Both Snape and McGonagall stared ominously at the man as if neither of them could ever envision actually laughing about anything with Lupin ever again.

Right, smiles all around, thought Lupin as he bent down to pick up his wand from the floor. When he had it in his hand once more, he straightened up and looked at them. “Ready.”

Snape just growled and McGonagall crossed her arms and sighed. “Just get on with it, Remus, before any other members of the staff come in and find us this way.”

Lupin nodded and flourished his wand. He spoke the counterspell and watched as they were once more enveloped in sparkling energy…this time a lovely shade of pastel orchid.

When the haze cleared, the smile on Lupin’s face faltered. They were both still glaring angrily at him. He glanced down at his wand. What was wrong with the silly thing anyway? Before they could attack him again, he flourished his wand once more. This would work! He’d never had a problem with this spell!

“Finite Incantatem!” he exclaimed confidently.

Snape and McGonagall shivered as the spell struck them. But, once again, Lupin could tell he’d failed from the looks on their faces, which were beginning to look murderous once more.

“I don’t understand! That should work with any spell!” Lupin stated in confusion.

McGonagall sighed resignedly. “Sometimes it doesn’t work when the original enchantment was something that went awry. Mistakes can be difficult to correct when they involve the human brain.”

Snape flexed his fingers and commented ominously, “Oh, good, then you won’t object if I revert to the original plan and simply kill him.”

Lupin held up a hand hurriedly. “Wait, wait! I’ve got a better idea. Why don’t I try the original spell again? After all, it worked correctly. You did transpose. Another hit should just…put you back where you belong.”

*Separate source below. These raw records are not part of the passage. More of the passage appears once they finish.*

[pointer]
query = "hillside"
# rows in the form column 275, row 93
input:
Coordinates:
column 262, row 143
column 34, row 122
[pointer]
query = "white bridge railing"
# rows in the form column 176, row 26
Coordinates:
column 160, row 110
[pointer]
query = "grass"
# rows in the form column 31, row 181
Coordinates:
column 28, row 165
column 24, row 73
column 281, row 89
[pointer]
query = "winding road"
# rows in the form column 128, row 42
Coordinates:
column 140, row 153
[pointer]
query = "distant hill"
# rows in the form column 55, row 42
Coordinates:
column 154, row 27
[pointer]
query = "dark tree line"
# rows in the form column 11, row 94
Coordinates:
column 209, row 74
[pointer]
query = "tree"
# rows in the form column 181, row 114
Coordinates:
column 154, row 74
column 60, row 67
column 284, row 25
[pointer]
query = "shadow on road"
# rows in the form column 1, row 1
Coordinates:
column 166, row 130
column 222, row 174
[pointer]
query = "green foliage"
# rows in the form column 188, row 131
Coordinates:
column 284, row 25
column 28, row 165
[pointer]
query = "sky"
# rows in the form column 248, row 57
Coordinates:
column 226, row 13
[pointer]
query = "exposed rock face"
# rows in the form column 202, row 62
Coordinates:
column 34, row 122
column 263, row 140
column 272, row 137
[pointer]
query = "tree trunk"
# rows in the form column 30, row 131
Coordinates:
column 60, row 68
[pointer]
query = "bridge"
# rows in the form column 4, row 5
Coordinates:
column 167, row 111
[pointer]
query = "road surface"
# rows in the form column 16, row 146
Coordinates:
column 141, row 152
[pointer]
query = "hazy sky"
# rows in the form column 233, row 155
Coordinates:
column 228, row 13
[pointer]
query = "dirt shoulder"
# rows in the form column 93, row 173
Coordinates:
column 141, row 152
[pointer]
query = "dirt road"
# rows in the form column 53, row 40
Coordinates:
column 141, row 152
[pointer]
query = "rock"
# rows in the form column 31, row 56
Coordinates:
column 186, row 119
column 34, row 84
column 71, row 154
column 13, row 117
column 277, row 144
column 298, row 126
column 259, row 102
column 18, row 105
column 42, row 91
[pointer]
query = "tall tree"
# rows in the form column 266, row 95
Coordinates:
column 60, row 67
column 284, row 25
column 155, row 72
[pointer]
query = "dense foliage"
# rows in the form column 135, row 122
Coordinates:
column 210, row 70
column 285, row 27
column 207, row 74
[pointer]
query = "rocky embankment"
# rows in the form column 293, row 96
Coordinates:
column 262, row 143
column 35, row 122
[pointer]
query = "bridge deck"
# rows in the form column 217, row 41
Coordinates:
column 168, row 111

Snape snarled and took a threatening step toward Lupin. “Should is the operative word here, you dunderhead! At the moment, I wouldn’t trust you to so much as light your wand and expect you to do it correctly!”

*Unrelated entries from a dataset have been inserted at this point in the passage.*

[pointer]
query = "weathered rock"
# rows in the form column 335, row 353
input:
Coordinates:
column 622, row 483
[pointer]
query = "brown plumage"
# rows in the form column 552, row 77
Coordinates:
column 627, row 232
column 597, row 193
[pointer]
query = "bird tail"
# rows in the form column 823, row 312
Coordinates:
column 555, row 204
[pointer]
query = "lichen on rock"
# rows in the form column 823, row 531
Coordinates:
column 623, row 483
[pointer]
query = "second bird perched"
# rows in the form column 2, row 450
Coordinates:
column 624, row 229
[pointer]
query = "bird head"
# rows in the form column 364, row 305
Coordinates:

McGonagall grabbed hold of her true body and kept its current occupant from reaching the hapless Defense Against the Dark Arts teacher. “Violence isn’t going to solve anything, Severus. We need to remain calm here. Remus is right; perhaps the recasting of the charm would work. However,” she hastened to add when her fellow sufferer looked ready to explode, “perhaps it would be better to have Flitwick cast the charm. He’s much more knowledgeable in this area.”

Snape paused in his struggles and gave a long-suffering sigh. “You realize that means we have to tell people about this.”

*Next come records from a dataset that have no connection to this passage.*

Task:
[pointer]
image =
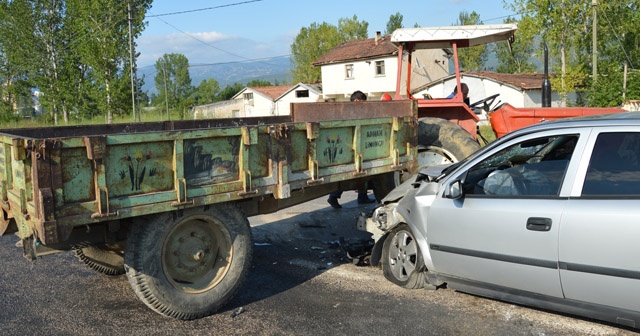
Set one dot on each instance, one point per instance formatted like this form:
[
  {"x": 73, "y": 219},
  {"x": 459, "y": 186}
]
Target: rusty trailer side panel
[{"x": 53, "y": 180}]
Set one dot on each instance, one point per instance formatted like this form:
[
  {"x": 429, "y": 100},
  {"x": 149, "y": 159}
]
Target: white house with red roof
[
  {"x": 260, "y": 101},
  {"x": 371, "y": 66}
]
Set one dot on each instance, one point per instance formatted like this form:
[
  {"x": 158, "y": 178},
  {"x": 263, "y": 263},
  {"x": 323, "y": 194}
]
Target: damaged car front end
[{"x": 396, "y": 225}]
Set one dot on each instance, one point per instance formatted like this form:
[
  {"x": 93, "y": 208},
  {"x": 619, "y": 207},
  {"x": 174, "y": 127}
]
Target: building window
[
  {"x": 348, "y": 71},
  {"x": 379, "y": 68},
  {"x": 302, "y": 94},
  {"x": 248, "y": 97}
]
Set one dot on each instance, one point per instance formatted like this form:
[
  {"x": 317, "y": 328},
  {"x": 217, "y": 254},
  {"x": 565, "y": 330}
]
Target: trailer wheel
[
  {"x": 106, "y": 259},
  {"x": 186, "y": 264},
  {"x": 383, "y": 184},
  {"x": 442, "y": 141}
]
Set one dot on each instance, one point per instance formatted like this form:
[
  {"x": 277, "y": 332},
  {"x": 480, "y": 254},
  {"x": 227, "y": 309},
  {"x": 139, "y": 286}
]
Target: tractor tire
[
  {"x": 186, "y": 264},
  {"x": 442, "y": 141}
]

McGonagall didn’t look any happier about that than her colleague. “In order to get the help we need, I don’t see any other way.”

Snape drew himself up stiffly and looked down his nose at McGonagall. “I refuse to be made a laughing stock in front of the entire school. Flitwick is a notorious blabbermouth, and you know it. If we have to talk to anyone, it should be Albus. At least he’s capable of being discreet.”

McGonagall nodded. “All right, we’ll go talk to Albus before doing anything else.”

Lupin didn’t particularly fancy being at that meeting so he said, “While you two are doing that, why don’t I head off to the library and do a little research into this charm. Maybe there’s a simple answer in the literature.”

Snape turned and spat, “It would have to be absurdly simple for you to discover it, Lupin.”

Lupin began backing toward the door. “Don’t worry, Severus. There’s an answer to this problem, and we’ll find it, you’ll see. By tomorrow, we’ll all be looking back on this and laughing. I’ll head to the library and see what I can find, and then I’ll meet you in the Headmaster’s office.” With that Lupin flashed them a weak smile and turned and fled from the room at top speed.

Snape frowned. “It’s not tomorrow’s laughter I’m worried about, it’s today’s if anyone finds out about this.”

McGonagall nodded in tightlipped agreement. “Come on then, let’s go see Albus.” With a flourish of ebony robes, she whirled around and headed for the door. Snape glared after her for a moment while re-seating the spectacles that her dramatic exit had nearly knocked off his face. Then he followed his body out the door of the staff room and headed for the Headmaster’s office.